Are you rewarding your employees for good work? That’s great—but are you sure you’re rewarding them in the most effective way? One of my friends still remembers the time she got a gift certificate for $250 worth of premium steaks from her boss. Pretty generous, right? Well, yes—except my friend was a vegetarian. Not only did the gift certificate fail to serve its purpose as a reward, it actually made my friend feel worse by reminding her that her boss didn’t know anything about her—and didn’t bother to take the time to find out.
So how can you avoid this kind of gaffe? Here are some tips for effective employee rewards.
Get personal. A reward tailored to the employee’s hobbies or interests makes him or her feel special.
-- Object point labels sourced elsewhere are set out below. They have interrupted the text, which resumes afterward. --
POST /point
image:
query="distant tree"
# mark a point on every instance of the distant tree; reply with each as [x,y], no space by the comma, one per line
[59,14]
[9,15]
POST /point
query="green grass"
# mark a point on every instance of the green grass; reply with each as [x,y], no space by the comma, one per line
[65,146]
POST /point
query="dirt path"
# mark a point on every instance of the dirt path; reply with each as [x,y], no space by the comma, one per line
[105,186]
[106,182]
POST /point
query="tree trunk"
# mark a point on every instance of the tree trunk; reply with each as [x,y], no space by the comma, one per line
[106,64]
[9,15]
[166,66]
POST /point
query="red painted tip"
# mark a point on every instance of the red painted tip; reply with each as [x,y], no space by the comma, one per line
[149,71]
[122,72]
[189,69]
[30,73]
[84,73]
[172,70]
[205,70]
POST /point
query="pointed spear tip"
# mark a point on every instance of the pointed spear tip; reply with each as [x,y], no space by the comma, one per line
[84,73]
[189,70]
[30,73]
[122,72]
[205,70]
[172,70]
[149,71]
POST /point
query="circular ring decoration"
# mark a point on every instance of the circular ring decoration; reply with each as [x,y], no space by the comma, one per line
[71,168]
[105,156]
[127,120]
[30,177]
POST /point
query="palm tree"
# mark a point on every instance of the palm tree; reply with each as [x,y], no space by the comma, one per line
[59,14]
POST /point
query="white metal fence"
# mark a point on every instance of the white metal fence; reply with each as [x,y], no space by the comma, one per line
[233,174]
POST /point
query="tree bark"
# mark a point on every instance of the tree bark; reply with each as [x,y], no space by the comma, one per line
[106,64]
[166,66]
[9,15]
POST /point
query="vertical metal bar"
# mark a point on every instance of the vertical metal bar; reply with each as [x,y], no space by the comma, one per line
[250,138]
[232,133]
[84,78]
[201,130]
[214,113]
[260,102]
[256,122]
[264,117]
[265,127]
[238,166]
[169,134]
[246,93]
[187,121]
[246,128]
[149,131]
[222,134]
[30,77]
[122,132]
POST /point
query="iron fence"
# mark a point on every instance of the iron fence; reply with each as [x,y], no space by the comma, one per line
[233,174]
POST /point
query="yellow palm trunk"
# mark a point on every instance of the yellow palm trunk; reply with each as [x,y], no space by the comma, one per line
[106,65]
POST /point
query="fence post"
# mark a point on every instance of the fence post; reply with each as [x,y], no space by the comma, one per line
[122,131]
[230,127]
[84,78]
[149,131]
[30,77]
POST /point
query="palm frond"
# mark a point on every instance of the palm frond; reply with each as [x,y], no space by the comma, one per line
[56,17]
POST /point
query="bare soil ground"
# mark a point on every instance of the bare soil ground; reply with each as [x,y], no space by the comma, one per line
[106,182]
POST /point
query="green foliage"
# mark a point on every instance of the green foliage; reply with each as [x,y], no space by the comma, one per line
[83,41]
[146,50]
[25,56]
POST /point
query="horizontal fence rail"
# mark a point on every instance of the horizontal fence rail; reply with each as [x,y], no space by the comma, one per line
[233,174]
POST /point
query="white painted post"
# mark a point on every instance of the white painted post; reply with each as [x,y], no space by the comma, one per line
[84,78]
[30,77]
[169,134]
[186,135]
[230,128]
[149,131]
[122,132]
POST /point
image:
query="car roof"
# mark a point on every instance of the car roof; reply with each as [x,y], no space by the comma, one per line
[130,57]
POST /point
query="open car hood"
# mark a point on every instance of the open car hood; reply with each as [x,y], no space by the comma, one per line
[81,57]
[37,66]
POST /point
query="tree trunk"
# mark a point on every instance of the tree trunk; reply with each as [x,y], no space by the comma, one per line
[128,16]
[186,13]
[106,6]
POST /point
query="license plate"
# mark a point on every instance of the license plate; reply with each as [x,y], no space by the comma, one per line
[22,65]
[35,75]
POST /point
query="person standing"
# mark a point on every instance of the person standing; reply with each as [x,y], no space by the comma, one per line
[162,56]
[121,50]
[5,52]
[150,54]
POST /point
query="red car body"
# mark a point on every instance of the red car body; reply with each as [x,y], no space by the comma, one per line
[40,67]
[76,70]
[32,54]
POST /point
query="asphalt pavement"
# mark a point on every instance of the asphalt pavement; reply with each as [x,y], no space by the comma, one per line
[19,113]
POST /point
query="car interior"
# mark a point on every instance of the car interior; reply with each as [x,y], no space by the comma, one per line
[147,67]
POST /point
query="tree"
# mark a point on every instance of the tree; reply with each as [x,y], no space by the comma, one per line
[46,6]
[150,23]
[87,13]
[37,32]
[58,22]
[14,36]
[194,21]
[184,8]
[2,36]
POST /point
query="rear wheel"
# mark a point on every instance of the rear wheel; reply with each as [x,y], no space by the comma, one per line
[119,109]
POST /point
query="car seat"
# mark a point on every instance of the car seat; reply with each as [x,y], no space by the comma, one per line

For example, a gift card to a favorite restaurant, tickets to a game for a sports fan’s favorite local team, or an Amazon.com gift card for the avid reader are all good rewards that don’t have to cost a lot. If you don’t know what the person likes, have someone in your office scope it out. (However, stay away from anything so personal that it could be misinterpreted, such as cigars, lingerie or liquor.)
Be unexpected. Reinforcing behavior at unexpected times—that is, random rewards—can be more effective than rewards at expected times like holiday bonus season. Employees are likely to remember the unexpected reward (and talk about it) far longer. Look for opportunities to reward employees on the spur of the moment (you could keep something everyone likes, such as Starbucks gift cards, on hand for such occasions).
Make it public. Rewarding someone in front of the rest of the team makes the reward more valuable because it includes a dose of public praise. It also shows the rest of the team that there are rewards for good work, spurring them to earn their own rewards. Don’t reward your employees quietly in their cubes; get everyone’s attention, and make it a big deal.
Spread it around. Yes, some employees deserve more rewards than others do. However, if a few employees start to feel like they never get rewarded, resentment will ensue (and spread). Look for the positive in everyone’s behavior and find ways to give small rewards to all employees, while still making them feel “earned.” That way, you’ll keep everyone feeling motivated.